Ed, yes, I did see your note about the decal..thanks!
A guy emailed me who*might* have some info on the elusive model FB! 
stay tuned..
Scot


----------



## SteelyTim (Nov 14, 2014)

Big Ed said:


> Wheres your bird decal Tim?


I think someone scraped it off and repainted that part of my machine 

I'll find a new cover some day.....


----------



## sscotsman (Dec 8, 2010)

Hey everyone,
another update! 

added photos of Don's S-261, and some info about a late Gen-2, the 7200.

Snowbird Snowblowers

We know have photos of half of the Generation-1 machines! 
eleven out of 22.
If you have a Snowbird that does *not* yet have photos on the webpage,
please let me know! It would be nice to eventually document them all.
thanks,
Scot


----------



## Big Ed (Feb 10, 2013)

sscotsman said:


> Hey everyone,
> another update!
> 
> added photos of Don's S-261, and some info about a late Gen-2, the 7200.
> ...


The link Snowbird Snowblowers for me only brings up a bunch of letters and symbols?
You still have the bird site?


----------



## Big Ed (Feb 10, 2013)

I searched elsewhere and found it,


Snowbird Snowblowers



But the above link does not bring me there


----------



## Brent (Jul 31, 2019)

Snowbird snow blower - general for sale - by owner


1960s snowbird snowblower for sale. This is a antique, and would not recommend for someone who...

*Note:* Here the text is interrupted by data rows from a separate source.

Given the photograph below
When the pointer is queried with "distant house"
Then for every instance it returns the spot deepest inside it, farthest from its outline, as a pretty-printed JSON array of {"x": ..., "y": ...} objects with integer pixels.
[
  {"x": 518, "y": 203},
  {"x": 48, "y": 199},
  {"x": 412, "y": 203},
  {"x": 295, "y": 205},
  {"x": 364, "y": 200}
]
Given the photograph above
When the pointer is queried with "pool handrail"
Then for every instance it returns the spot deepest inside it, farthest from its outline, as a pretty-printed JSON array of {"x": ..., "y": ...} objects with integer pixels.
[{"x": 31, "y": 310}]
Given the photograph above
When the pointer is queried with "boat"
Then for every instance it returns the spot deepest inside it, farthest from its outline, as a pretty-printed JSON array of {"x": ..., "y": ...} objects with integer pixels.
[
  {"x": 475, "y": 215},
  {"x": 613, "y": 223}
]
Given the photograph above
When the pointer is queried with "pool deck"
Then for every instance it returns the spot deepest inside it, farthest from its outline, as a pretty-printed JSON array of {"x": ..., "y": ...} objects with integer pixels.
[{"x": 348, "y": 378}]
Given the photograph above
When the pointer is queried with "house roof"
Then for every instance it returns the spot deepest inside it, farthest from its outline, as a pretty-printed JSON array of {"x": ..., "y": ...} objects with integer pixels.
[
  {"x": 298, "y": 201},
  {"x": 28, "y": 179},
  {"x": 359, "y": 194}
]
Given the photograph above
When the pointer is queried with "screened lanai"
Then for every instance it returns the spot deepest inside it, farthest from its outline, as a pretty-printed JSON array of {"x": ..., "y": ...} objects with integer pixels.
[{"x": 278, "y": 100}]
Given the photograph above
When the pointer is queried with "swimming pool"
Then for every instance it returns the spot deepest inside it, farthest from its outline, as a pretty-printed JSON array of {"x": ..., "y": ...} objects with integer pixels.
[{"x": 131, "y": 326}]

minneapolis.craigslist.org





















Here’s a nice affordable one if you’re in Minnesota and want to join the club.


----------



## Big Ed (Feb 10, 2013)

Brent said:


> Snowbird snow blower - general for sale - by owner
> 
> 
> 1960s snowbird snowblower for sale. This is a antique, and would not recommend for someone who...
> ...


Looks in great shape, looks like mine.
I wonder what model and year it is?
Good price too. 
Looks like it is all there
Do you have a Bird Brent?


----------



## Brent (Jul 31, 2019)

They look pretty neat, but no I don’t. Pretty sure I’d be living in the shed with my six snowblowers if I got another one. Gotta pare my current five down to two or three. 


Big Ed said:


> Looks in great shape, looks like mine.
> I wonder what model and year it is?
> Good price too.
> Looks like it is all there
> Do you have a Bird Brent?


----------



## Big Ed (Feb 10, 2013)

Just put an addition on the shed, a big one.
A man's cave, then when she apologizes you will be set. 
A man got to do what a man does.
No limitations.


----------